Greensboro N.C. church offers sanctuary to mother who could not leave her sons
A North Carolina mother, deciding she could not leave her three sons, has gone into sanctuary in a Greensboro UCC church instead of boarding a bus back to Mexico. For Congregational United Church of Christ, taking her in is a response to the call to love your neighbor.
“We have been involved with local efforts in support of our immigrant and refugee neighbors for years, and as we prayed and studied and discussed what next steps we were being called to, we began to have a clear sense of being called to offer sanctuary,” said the Rev. Julie Peeples, Congregational UCC pastor. “Since January, we have heard an increasing number of stories of immigrants living in great fear, and of families being torn apart, children targeted and parents suddenly whisked away. People who had been granted asylum previously, and who reported dutifully each year to ICE suddenly are being told they have one month to leave. When we heard of Minerva’s compelling story and met with her and her beautiful family, that calling was confirmed. This is another way we can love our neighbors.”
Minerva Cisneros Garcia has lived in Winston-Salem for 17 years, arriving from Mexico fearing for her safety with her blind son, Eduardo, now 21 and a DACA recipient, in hopes of finding him support and educational opportunities he would not have received back home. She has two younger sons, U.S. citizens, Antonio, age six, and Matteo, age three.
In 2013 Garcia was granted a stay of removal by U.S. Immigration and Customs Enforcement (ICE) due to her son’s needs, which has been re-granted each year since. At her annual check-in on May 25, ICE agents told her she had to leave the country by June 30. She bought a bus ticket for June 28, but decided not to use it.
She is the second undocumented immigrant to enter sanctuary in North Carolina, and the tenth currently in sanctuary in this country.
“As the faith community, we are doing what Congress has refused to do: protect immigrant families from an immigration system that is separating families and deporting people who are woven into the fabric of their communities and congregations,” Peeples said.

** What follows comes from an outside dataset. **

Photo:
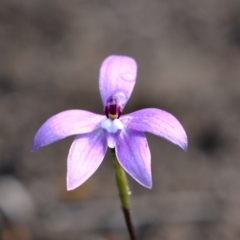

On Thursday, June 29, she and her community welcomed Minerva and her sons into their family with prayer, blessings and a promise. “We join with other sanctuary churches in ‘amplifying the moral imperative’ to bring an end to deportations and stop the severe harm being done to families.”
“Members of Congregational UCC presented Minerva’s family with bread, flowers, shawl of welcome,” said the Rev. Craig Schaub, pastor of Parkway United Church of Christ in Winston Salem. He and his congregation have been supporting the Garcias since ICE agents told Minerva she was facing deportation.
Schuab said at a press conference Thursday morning, “Her son Eduardo spoke, saying, ‘all the times she met with officials in Charlotte, I couldn’t speak. Now I get to speak. I still need my mom. I need her here.’ We’ll continue to encourage Senator Tillis to act, continue to get signatures on the petition, continue to invite donations and manage the You Caring Fundraising site, and support Congregational in any way we can in their beautiful hospitality.”
Garcia’s family and supporters in the Winston-Salem Sanctuary Coalition are calling on Sen. Thom Tillis to personally request that ICE stay her deportation, and continue granting her deferrals until the government creates a way for her to obtain legal status. “This isn’t a partisan issue, this is a human rights issue,” said Kim Porter of the Sanctuary Coalition.
Peeples, who said she would like to be with members of the wider church at General Synod this week, hopes that delegates strongly consider becoming an Immigrant Welcoming Church.
“A strong UCC resolution would add a critical voice to this,” she said. “We are facing a humanitarian crisis, with fear skyrocketing as deportations increase. With the Trump Administration’s decision to consider all undocumented immigrants ‘criminals,’ no one is safe. Not even a single mother of 3 children. Lives are being torn apart for no reason, and if we claim to be a justice-oriented church, we cannot be silent.”